Помимо состязаний колесниц на Ипподроме с гигантской ареной в форме копыта устраивались театральные сценки, выступления циркачей и другие незамысловатые народные зрелища. Мать Феодоры стала рано приучать своих девочек к сцене — семья нуждалась постоянно. Старшая Комито, по одной из версий, играла на флейте, а по другой — была актрисой-куртизанкой. Сначала маленькая Феодора сопровождала сестру на сцене и прислуживала ей. А потом принялась выступать в пантомиме. Пантомимом назывался сольный танец на мифологический сюжет.
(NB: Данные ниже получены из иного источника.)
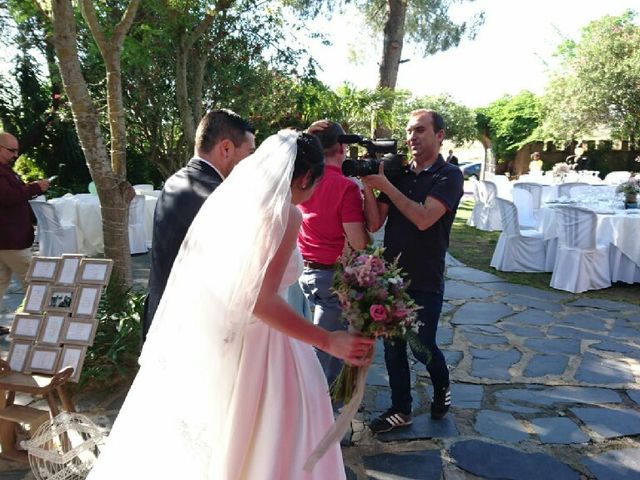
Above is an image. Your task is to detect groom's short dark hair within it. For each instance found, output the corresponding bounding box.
[196,109,254,153]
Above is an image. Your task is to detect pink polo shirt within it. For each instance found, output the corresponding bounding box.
[297,165,365,265]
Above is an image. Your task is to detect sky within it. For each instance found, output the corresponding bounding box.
[304,0,638,108]
[2,0,636,110]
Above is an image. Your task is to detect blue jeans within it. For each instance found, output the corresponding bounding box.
[299,268,345,386]
[285,282,312,321]
[384,290,449,414]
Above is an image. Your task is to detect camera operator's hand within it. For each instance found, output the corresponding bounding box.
[305,120,330,136]
[361,163,392,195]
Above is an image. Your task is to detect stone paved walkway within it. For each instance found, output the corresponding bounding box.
[1,254,639,479]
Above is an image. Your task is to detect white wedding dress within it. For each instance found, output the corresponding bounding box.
[87,130,344,479]
[222,247,344,479]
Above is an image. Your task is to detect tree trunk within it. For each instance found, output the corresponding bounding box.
[175,10,219,155]
[176,38,196,154]
[50,0,137,296]
[375,0,407,137]
[192,48,207,127]
[378,0,407,91]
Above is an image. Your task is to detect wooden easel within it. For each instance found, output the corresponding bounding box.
[0,362,75,462]
[0,255,111,462]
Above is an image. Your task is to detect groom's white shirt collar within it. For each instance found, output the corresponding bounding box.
[194,155,225,180]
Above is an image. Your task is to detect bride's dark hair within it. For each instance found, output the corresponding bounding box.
[293,132,324,184]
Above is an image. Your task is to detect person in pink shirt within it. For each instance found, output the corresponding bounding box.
[298,121,369,386]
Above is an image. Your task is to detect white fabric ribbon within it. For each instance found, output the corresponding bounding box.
[304,364,371,472]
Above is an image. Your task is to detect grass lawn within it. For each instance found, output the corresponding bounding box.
[449,199,640,306]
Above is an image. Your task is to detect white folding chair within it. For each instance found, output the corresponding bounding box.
[550,206,611,293]
[490,199,546,272]
[128,195,147,254]
[604,171,631,185]
[510,188,538,230]
[29,201,78,256]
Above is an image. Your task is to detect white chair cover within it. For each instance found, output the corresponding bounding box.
[133,183,154,193]
[468,180,502,231]
[510,188,538,230]
[513,182,543,210]
[490,198,546,272]
[557,182,588,198]
[482,181,502,230]
[30,196,47,243]
[604,171,631,185]
[143,195,157,248]
[29,201,78,256]
[544,237,558,272]
[609,248,640,284]
[486,174,511,198]
[467,178,483,228]
[550,206,611,293]
[128,195,147,254]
Костюм актеров пантомима, особенно женщин, отличался предельной вольностью, а многие жесты и движения носили весьма откровенный, эротический характер. Прокопий Кесарийский пишет, что, выходя на сцену, Феодора скидывала платье. Из всей одежды на ней оставалась узенькая полоска ткани чуть ниже пояса. Исполняемый номер, например, мог состоять в том, что ей, лежавшей на сцене, «бросали на срамные места ячменные зерна, и специально обученные гуси вытаскивали их клювами и съедали»… Девушка была необычайно изящной и остроумной, гораздой на выдумки и очень красивой. Гордясь своим гимнастическим искусством и женскими прелестями, юная Феодора научилась забавлять публику.

Именно в этих подробностях из жизни будущей императрицы историк Прокопий Кесарийский отказывается видеть что-либо, кроме голого разврата. Бесспорно то, что народный театр на рубеже поздней античности и раннего Средневековья славился крайним натурализмом показа сцен любви (более того, демонстрация сексуального сближения героев той или иной сцены, согласно некоторым свидетельствам, не всегда была имитацией). Вместе с тем некоторые христианские моралисты судят о том театре тоньше. Так, по словам христианского апологета Тертуллиана, театральные зрелища суть замаскированный языческий храм, где чтят богиню любви Афродиту и бога вина Вакха. В самом деле, по своему происхождению непритязательные театральные сценки, о которых идет речь, были связаны с культом плодородия и ритуальным осмеянием божества, народным праздником и карнавалом. Правильнее будет увидеть в них явление народной культуры, непонятной и неприемлемой для лидеров культуры официальной, увлеченных абсолютом христианских ценностей. В конце концов, грубый эротизм народного театра времени Феодоры являлся законом жанра, которому с юношеским задором она всего лишь следовала.